4. Be as hesitant as possible when being held hostage by a psycho.


Our “heroes” are a married couple on a trip to salvage their crumbling marriage. Of course their one pit stop just has to be this diner, or else we wouldn’t have a movie. What makes it worse is that they had several opportunities to take out the killer and escape. So what do they do? Knock him out, but then waste time arguing about who will deliver the death blow. Here’s the thing about hitting someone so hard that they become unconscious: they will be out anywhere from 10 seconds to 5 minutes. Anything past that equals potential brain damage or a coma. Think about that. They knock the guy out, but don’t have the balls to kill him and get away. So they waste time twice, and give him time to come around. I am not ashamed to say I was happy when everyone died at the end.

3. If you have to explain the title, it’s not clever or funny.


The full title is actually Die-ner (get it?).
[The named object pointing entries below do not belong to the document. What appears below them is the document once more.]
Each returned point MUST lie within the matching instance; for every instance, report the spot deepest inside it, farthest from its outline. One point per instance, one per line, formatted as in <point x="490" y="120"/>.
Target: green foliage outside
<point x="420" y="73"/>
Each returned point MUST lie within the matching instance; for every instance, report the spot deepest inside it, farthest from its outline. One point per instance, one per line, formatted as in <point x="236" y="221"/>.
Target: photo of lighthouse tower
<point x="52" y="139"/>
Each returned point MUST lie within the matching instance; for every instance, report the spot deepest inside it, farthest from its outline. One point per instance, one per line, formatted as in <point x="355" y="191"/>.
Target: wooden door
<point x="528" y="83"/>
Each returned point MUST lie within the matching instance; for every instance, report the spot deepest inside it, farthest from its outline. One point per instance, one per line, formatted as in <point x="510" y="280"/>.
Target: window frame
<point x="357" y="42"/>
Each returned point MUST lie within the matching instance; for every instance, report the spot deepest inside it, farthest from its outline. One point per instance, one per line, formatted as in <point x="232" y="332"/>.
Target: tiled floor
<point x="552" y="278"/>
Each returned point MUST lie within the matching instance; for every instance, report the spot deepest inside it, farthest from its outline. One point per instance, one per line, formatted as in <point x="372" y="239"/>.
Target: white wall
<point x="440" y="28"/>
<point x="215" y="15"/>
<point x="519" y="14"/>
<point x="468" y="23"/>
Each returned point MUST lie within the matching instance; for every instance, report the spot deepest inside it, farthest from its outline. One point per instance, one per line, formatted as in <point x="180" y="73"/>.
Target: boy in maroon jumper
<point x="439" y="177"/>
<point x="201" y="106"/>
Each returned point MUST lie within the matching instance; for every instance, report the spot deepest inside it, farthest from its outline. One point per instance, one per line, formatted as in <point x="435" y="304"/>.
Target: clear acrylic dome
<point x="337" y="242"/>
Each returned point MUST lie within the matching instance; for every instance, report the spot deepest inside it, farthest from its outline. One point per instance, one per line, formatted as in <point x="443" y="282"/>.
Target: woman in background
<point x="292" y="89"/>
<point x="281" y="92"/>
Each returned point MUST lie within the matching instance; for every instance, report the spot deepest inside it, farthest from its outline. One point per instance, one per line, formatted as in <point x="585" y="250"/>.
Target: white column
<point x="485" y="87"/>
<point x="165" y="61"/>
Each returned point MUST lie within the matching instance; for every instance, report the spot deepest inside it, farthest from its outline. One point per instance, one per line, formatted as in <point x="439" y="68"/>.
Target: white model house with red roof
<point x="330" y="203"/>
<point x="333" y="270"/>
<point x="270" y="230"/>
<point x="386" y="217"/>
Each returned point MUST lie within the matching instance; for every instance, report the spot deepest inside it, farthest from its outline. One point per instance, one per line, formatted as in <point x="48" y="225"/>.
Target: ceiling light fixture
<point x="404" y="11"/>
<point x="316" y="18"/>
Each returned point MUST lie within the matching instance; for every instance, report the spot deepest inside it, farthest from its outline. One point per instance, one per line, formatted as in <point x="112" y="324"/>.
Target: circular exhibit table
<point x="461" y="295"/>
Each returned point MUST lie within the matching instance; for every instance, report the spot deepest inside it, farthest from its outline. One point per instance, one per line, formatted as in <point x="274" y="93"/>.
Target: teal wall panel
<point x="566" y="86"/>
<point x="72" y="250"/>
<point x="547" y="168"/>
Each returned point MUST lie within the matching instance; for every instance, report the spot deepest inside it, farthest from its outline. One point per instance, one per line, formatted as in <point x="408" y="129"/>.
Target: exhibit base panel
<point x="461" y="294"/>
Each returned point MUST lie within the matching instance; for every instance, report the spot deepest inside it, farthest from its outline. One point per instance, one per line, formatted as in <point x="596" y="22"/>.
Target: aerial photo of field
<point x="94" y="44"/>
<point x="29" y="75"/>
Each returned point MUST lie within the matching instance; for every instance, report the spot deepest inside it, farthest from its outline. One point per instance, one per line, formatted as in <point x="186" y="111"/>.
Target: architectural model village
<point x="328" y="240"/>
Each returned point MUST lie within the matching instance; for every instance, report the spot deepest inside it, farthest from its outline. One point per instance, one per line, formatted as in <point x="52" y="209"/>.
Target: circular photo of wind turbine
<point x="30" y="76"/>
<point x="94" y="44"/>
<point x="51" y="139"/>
That tells me whoever made this honestly thought their audience would be stupid enough to not get the “joke”. Or the makers are so idiotic that they had to name it that to remind themselves of what the joke was.

2. Flashbacks deserve a better quality of film that the rest of the movie.

While the killer is in unconscious-land, he has flashbacks of his childhood. Outside of the fact they don’t explain anything; there is a drastic improvement in quality. It’s such a difference that I’m 99% positive the scenes were stolen from another movie. Then again, considering how stupid this is I’m going to guess the flashbacks ate up most of the budget.

1. Duct tape will fix everything during the apocalypse.


Zombie trying to eat you? Tape him to the floor. Got your finger bitten off? Tape up your hand. Did someone get a chunk ripped out of their neck? Get a towel, and tape it to the hole. The only thing that was missing was them taping the doors to prevent more zombies from coming in. And now I’m sad because I noticed a missed opportunity in something called Die-ner. I also learned one other important lesson: don’t buy combo packs from Wal-Mart. They’re less than $10 for a reason.